College of Public Health and Nutrition, Taipei Medical University, Taipei, Taiwan.
Mol Diagn Ther. 2010 Apr 1;14(2):101-6. doi: 10.1007/BF03256359.
Sibutramine, a serotonin and norepinephrine reuptake inhibitor, is used as an anti-obesity drug. Several pharmacogenetic studies have shown correlations between sibutramine effects and genetic variants, such as the 825C/T (rs5443) single nucleotide polymorphism (SNP) in the guanine nucleotide binding protein beta polypeptide 3 (GNB3) gene.
In this study, our goal was to investigate whether a common SNP, -866G/A (rs659366), in the uncoupling protein 2 (UCP2) gene could influence weight reduction and body composition under sibutramine therapy in an obese Taiwanese population.
The study included 131 obese patients, 44 in the placebo group and 87 in the sibutramine group. We assessed the measures of weight loss and body fat reduction at the end of a 12-week treatment period by analysis of covariance (ANCOVA) models using gender, baseline weight, and body fat percentage at baseline as covariates.
By comparing the placebo and sibutramine groups with ANCOVA, our data showed a strong effect of sibutramine on weight loss in the combined UCP2 -866 AA + GA genotype groups (p < 0.001). Similarly, a strong effect of sibutramine on body fat percentage loss was found for individuals with the AA or GA genotypes (p < 0.001). In contrast, sibutramine had no significant effect on weight loss (p = 0.063) or body fat percentage loss (p = 0.194) for individuals with the wild-type GG genotype, compared with the placebo group of the same genotype.
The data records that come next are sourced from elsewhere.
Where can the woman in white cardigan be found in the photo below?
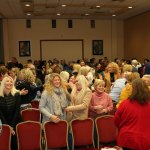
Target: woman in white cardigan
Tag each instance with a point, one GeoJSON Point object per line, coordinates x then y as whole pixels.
{"type": "Point", "coordinates": [80, 99]}
{"type": "Point", "coordinates": [54, 99]}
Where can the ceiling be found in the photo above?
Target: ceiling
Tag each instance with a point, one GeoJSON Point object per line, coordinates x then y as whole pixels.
{"type": "Point", "coordinates": [74, 9]}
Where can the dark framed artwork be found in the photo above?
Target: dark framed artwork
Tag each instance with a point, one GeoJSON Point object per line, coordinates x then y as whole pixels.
{"type": "Point", "coordinates": [24, 49]}
{"type": "Point", "coordinates": [97, 47]}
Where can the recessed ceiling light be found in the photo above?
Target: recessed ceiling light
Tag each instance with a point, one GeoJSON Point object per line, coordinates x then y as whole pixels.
{"type": "Point", "coordinates": [130, 7]}
{"type": "Point", "coordinates": [63, 5]}
{"type": "Point", "coordinates": [28, 14]}
{"type": "Point", "coordinates": [27, 5]}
Moreover, a potential gene-gene interaction between UCP2 and GNB3 was identified by multiple linear regression models for the weight loss (p < 0.001) and for the percent fat loss (p = 0.031) in response to sibutramine. The results suggest that the UCP2 gene may contribute to weight loss and fat change in response to sibutramine therapy in obese Taiwanese patients.
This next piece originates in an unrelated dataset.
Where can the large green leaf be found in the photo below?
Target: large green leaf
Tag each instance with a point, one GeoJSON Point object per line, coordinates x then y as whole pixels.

西布曲明是一种 5-羟色胺和去甲肾上腺素再摄取抑制剂,被用作减肥药。几项遗传药理学研究表明,西布曲明的作用与遗传变异有关,如鸟苷酸结合蛋白β多肽 3(GNB3)基因中的 825C/T(rs5443)单核苷酸多态性(SNP)。
本研究旨在探讨解偶联蛋白 2(UCP2)基因中的常见 SNP-866G/A(rs659366)是否会影响肥胖台湾人群接受西布曲明治疗时的体重减轻和身体成分变化。
该研究纳入了 131 名肥胖患者,其中 44 名接受安慰剂治疗,87 名接受西布曲明治疗。通过协方差分析(ANCOVA)模型,以性别、基线体重和基线体脂百分比为协变量,评估治疗 12 周结束时体重减轻和体脂减少的措施。
通过与安慰剂和西布曲明组的 ANCOVA 比较,我们的数据显示西布曲明对 UCP2-866AA+GA 基因型组合患者的体重减轻有很强的影响(p<0.001)。同样,西布曲明对 AA 或 GA 基因型个体的体脂百分比降低也有很强的影响(p<0.001)。相比之下,西布曲明对同基因型安慰剂组的体重减轻(p=0.063)或体脂百分比降低(p=0.194)没有显著影响。此外,通过多元线性回归模型还发现 UCP2 与 GNB3 之间存在潜在的基因-基因相互作用,可预测西布曲明治疗的体重减轻(p<0.001)和体脂减少(p=0.031)。结果表明,UCP2 基因可能有助于肥胖台湾患者对西布曲明治疗的体重减轻和脂肪变化。